Open Source RDBMS - Seamless, Scalable, Stable and Free

한국어 | Login |Register

Current Events
Join our developers event to win one of the valuable prizes!
posted 3 years ago
viewed 2806 times
Share this article

CUBRID it! Programming Contest Overview - Part 1

Now that the contest is closed and we have announced the happy winners, let’s remember the contest problem and take a look at the solutions you have sent us. We will divide this blog into two parts. In the first part of the article, we will focus on the contest problem itself, its possible solutions, and important details participants had to pay attention to. In the second part, we will walk through the actual code you have submitted.

Remember the challenge?

For a quick recap of the problem you were challenged by, here are the most important parts:

Given all the tables in a database (but only the user tables, not the system tables), determine:

  • The value which occurs the most times (is duplicated the most times) in the database and it is “non-numeric”! (“non-numeric” means that the respective value does not contain only digits – it must contain at least one non-digit character; for example, “1298” is “numeric”, but “12,98” is “non-numeric” ( and also “12.98” ), because it contains the “,” character ; same goes for “-100” – it is considered “non-numeric” as well, because of the “-” sign).
  • The number of occurrences for the value found above.

Additional notes:

  • Assume that the result to the problem is unique; there are no multiple values with the same maximum number of occurrences – just one single value is the most duplicated.
  • If a table column data type is not a string-type, then consider the respective values in the column as casted to “string”; this means that you should deal only with string or string-converted/casted values when doing the analysis. When converting a data type to string, assume that no extra characters will be added (for example, a number converted to string, no matter the system locale or regional settings, will not “get” thousands separators )
  • The tables in the database contain only columns of the following data types: VARCHAR, CHAR, STRING, INT, SMALLINT, BIGINT, NUMERIC, FLOAT, DOUBLE, DATE, TIME, DATETIME and TIMESTAMP.

Note: The full challenge content can be found here.

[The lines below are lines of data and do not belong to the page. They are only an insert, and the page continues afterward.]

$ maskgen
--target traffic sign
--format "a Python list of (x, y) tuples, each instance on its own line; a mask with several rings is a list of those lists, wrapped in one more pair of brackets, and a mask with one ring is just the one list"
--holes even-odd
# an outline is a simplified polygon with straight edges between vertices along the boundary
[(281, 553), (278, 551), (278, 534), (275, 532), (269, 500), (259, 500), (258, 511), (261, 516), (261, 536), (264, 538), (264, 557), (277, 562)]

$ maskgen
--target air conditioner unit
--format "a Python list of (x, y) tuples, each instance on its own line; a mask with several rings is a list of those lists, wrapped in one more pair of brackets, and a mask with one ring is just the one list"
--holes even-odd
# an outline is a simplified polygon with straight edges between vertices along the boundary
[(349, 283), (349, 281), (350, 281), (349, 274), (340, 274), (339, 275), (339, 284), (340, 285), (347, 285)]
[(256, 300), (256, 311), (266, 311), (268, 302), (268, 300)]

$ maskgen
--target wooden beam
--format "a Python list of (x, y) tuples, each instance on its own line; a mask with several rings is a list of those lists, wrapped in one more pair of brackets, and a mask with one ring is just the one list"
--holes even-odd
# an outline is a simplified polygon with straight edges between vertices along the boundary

So how do we solve the problem?

Obviously, the first thing we need to do is to get the list of the columns in the database tables, which meet the criteria. And how do we get this information? Well, there’s more than just one way… 1. Do a SELECT on the database metadata objects. For example, we can use a query like this to filter the columns:

SELECT c. class_name, a.attr_name, a.data_type
FROM db_class c, db_attribute a
WHERE c.class_name = a.class_name
AND c.is_system_class='NO'
AND c.class_type='CLASS'
AND
(
    a.data_type IN ('STRING', 'CHAR', 'TIMESTAMP', 'DATETIME', 'DATE', 'TIME', 'FLOAT', 'DOUBLE')
    OR
    (a.data_type IN ('NUMERIC') and a.scale > 0)
)
AND a.prec <= 255
ORDER BY a.def_order ASC

Note that we need to treat NUMERIC data type separately, depending on the scale of the column – this is why there is a separate condition for the NUMERIC data type.

2. We could use a PHP CUBRID special function “cubrid_schema”:

cubrid_schema($conn, CUBRID_SCH_ATTRIBUTE, …);

3. We could also use the PHP PDO CUBRID special function: “cubrid_schema”:

$tables = cubrid_schema($this->conn, CUBRID_SCH_CLASS);

4. Or, if you use Java, you can get this information by using the JDBC driver functions:

DatabaseMetaData meta = conn.getMetaData();
ResultSet schemas = meta.getSchemas();

while (schemas.next()) {
    String tableSchema = schemas.getString(1);
    String tableCatalog = schemas.getString(2);
…

As a note, out of the four possible approaches we listed above, the first one provides some few additional benefits:

  • It does not depend on the programming language you use
  • It does not require complex extra filtering afterwards on the columns data types

However, any of them will get the job done and the choice performance impact is not significant.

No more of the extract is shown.